The major biological pathways that relate to SA differ from those related to CT. SA-related genes are enriched primarily in craniofacial microsomia (p = 1.72 × 10⁻⁷) and multiple system atrophy (p = 3.72 × 10⁻⁵), while CT-related genes are related to immunoglobulin light chain (AL) amyloidosis (p = 2.02 × 10⁻⁵) (Additional file 2: Tables S17-S18). Makowski et al. [67] have also found genes of the regional cortical area are significantly enriched in multiple system atrophy. Furthermore, in the gene set enrichment analysis, distributed CT alterations were associated with common genes that are related to immune-related biological processes (Additional file 2: Table S19). For example, the AHR gene was linked to CT of the left postcentral gyrus and left precentral gyrus; the TRPM8 gene was linked to CT of the right banks of the superior temporal sulcus and left precentral gyrus; the SKAP2 gene was linked to CT of the bilateral precentral gyrus. AHR is a physiological regulator of myelination and inflammatory processes in the developing central nervous system [73], implicated in psychiatric disorders like major depressive disorder [74]. TRPM8 channel augments T-cell activation and proliferation, which has been shown to be involved in mucosal sensory neurons in the regulation of innate inflammatory responses [75]. SKAP2 is a new regulator of migration and myelin sheath formation [76]. To validate our results in datasets with larger sample sizes, we also used the GWAS summary results from a previous GWAS [36] of 3144 functional and structural brain imaging phenotypes from the UK Biobank. This GWAS used 8428 subjects in the discovery dataset and 3456 subjects in the replication dataset, most of whom were of European ancestry. We also looked up the pathways associated with the same regions of CT and SA in UK Biobank using gene set enrichment analysis (see Additional file 1 and Additional file 2: Tables S20-S23).

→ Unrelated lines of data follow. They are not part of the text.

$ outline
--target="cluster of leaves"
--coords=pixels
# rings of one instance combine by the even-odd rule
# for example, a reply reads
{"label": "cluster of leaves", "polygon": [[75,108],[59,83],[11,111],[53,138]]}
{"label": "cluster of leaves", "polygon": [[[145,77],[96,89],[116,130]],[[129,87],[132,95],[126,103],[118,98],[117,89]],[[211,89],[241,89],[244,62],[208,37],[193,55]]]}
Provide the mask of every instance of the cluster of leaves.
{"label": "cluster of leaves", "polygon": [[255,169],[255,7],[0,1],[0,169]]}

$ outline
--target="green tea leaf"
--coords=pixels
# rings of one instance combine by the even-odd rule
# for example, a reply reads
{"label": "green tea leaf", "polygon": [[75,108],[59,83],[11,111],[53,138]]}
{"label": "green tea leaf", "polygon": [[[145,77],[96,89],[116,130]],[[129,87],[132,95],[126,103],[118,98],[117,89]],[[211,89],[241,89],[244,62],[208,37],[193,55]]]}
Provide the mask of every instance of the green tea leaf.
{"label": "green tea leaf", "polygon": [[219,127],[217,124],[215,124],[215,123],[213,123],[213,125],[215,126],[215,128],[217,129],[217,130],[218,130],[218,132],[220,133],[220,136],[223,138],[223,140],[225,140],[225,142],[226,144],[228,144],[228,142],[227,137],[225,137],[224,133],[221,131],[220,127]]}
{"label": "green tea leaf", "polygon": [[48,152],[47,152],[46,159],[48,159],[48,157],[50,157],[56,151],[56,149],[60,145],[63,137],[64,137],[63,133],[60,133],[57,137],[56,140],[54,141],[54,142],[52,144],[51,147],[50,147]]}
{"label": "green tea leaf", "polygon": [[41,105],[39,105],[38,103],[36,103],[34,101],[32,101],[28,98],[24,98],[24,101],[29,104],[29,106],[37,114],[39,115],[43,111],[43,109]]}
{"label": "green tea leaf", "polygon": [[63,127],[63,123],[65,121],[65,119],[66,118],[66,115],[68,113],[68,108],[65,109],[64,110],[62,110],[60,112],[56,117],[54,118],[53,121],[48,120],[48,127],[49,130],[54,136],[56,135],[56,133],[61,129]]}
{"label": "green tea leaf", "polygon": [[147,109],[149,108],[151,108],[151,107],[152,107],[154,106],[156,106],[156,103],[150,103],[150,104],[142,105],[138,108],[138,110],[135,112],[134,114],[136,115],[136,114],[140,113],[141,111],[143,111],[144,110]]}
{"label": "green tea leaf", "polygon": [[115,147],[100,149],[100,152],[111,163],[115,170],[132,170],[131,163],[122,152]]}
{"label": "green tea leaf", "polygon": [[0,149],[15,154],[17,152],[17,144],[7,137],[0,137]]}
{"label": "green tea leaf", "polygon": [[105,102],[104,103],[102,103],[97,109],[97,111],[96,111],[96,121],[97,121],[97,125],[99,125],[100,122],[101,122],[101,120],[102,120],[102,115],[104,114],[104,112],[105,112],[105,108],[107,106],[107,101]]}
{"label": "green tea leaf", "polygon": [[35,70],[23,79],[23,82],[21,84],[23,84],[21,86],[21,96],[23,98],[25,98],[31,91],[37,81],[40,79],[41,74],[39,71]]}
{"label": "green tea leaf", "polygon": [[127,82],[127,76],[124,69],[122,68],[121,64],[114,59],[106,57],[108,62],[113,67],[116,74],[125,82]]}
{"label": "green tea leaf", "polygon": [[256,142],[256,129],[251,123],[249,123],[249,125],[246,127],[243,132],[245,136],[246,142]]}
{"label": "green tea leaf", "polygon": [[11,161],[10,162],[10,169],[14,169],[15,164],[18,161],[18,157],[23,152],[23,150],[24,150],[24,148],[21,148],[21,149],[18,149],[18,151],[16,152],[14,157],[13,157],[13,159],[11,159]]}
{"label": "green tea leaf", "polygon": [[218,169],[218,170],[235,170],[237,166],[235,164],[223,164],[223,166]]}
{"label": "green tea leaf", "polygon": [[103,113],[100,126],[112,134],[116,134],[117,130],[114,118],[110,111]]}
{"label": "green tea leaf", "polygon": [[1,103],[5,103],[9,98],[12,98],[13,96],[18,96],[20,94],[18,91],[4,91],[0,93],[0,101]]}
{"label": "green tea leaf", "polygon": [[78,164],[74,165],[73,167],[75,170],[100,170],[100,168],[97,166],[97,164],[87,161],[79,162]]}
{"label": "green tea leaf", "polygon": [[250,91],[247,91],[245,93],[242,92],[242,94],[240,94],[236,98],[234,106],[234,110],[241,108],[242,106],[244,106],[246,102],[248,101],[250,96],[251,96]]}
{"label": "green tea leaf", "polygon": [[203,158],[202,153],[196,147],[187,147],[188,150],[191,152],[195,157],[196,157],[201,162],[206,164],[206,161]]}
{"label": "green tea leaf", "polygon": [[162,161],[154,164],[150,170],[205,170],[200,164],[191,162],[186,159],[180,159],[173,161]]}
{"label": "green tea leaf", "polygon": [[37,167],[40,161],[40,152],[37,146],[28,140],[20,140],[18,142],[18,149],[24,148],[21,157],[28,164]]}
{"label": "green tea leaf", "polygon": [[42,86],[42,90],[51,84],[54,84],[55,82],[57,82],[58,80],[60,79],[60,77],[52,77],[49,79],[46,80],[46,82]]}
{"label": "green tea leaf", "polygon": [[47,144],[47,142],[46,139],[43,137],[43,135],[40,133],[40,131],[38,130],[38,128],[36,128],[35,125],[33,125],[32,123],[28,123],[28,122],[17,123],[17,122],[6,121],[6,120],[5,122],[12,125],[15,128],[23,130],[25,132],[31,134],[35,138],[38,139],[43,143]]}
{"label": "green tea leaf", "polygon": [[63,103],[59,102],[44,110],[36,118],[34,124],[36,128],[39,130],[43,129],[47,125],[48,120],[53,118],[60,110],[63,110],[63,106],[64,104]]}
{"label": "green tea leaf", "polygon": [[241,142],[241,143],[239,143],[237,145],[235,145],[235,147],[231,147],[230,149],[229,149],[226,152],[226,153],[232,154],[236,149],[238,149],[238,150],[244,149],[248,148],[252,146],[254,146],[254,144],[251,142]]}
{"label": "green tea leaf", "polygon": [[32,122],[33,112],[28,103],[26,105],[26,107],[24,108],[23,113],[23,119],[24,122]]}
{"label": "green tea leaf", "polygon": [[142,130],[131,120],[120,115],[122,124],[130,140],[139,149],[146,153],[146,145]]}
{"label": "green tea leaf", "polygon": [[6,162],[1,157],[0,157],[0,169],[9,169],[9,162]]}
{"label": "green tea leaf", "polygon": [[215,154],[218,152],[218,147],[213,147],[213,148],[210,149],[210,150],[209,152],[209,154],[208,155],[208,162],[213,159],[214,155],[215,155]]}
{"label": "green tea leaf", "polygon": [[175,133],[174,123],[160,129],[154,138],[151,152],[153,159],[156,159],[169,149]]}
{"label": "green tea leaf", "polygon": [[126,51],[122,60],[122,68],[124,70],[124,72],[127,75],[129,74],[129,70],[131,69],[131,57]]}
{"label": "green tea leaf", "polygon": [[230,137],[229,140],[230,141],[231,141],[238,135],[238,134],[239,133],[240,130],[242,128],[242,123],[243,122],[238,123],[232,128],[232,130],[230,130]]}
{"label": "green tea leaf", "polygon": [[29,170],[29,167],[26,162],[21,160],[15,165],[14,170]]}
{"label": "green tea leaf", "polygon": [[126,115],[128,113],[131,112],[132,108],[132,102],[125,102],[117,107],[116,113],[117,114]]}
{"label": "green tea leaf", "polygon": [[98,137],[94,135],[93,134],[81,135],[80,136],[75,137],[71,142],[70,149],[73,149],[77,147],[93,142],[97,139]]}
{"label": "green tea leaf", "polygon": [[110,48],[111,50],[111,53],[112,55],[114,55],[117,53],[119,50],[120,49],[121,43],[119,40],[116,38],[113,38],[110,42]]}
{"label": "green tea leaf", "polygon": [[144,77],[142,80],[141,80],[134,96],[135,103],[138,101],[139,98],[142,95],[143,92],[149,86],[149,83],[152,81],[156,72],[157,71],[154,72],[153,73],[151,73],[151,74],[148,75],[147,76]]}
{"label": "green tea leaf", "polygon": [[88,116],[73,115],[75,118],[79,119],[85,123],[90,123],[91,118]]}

Finally, cell-type specificity analysis for the genes associated with SA or CT alterations (Additional file 2: Tables S24-S25) uncovered further differences. SA-related genetic pathways specifically relate to the inhibitory neurons while CT-related cell types included astrocytes and oligodendrocytes. For SA, genes related to regions most affected in the comorbid group (left postcentral gyrus (p = 1.5 × 10⁻⁵) and right fusiform gyrus (p = 6.4 × 10⁻⁴)) had significant associations with In1c (inhibitory neurons). For CT, two internalizing-specific regions (left fusiform gyrus (p = 8.2 × 10⁻⁴) and right banks of superior temporal sulcus (p = 5.0 × 10⁻³)) showed significant associations with astrocytes. Moreover, an internalizing-specific region (left caudal middle frontal gyrus (p = 5.1 × 10⁻⁴)) showed significant associations with oligodendrocyte progenitor cells (OPC).

Our study has several strengths as well as limitations. We examined comorbidity in one of the largest developmental neuroimaging cohorts studied to date; we used multilevel analysis linking genetic variants, cell types, and distinct morphometric variables. Nevertheless, we lacked direct measures of myelination or microglial activity to infer the mechanistic processes in CT alterations in more detail. We also lacked sufficient data to resolve the temporal relationship between brain-based metrics and the behaviors of interest. More direct evidence and verification are needed in future analysis. As the ABCD database has some recently recognized issues with the diagnosis of certain disorders—particularly ADHD and MDD—we remove the children with ADHD and MDD and performed the same analysis, i.e., estimate the difference in cortical thickness (CT) and surface area (SA) between each of three transdiagnostic groups (externalizing, internalizing, and comorbid) and the healthy children group. We still observed a similar pattern of CT/SA changes, i.e., for SA, more brain regions were affected in the comorbidity group than the single diagnostic families, while for CT, more regions were affected in single diagnostic families than the comorbidity group (see Additional file 2: Table S28). Finally, the sample size (N = 4468) of GWAS is relatively small compared with current large-scale GWAS (N > 10 k). Larger datasets with neuroimaging data from adolescent samples are needed to validate our results.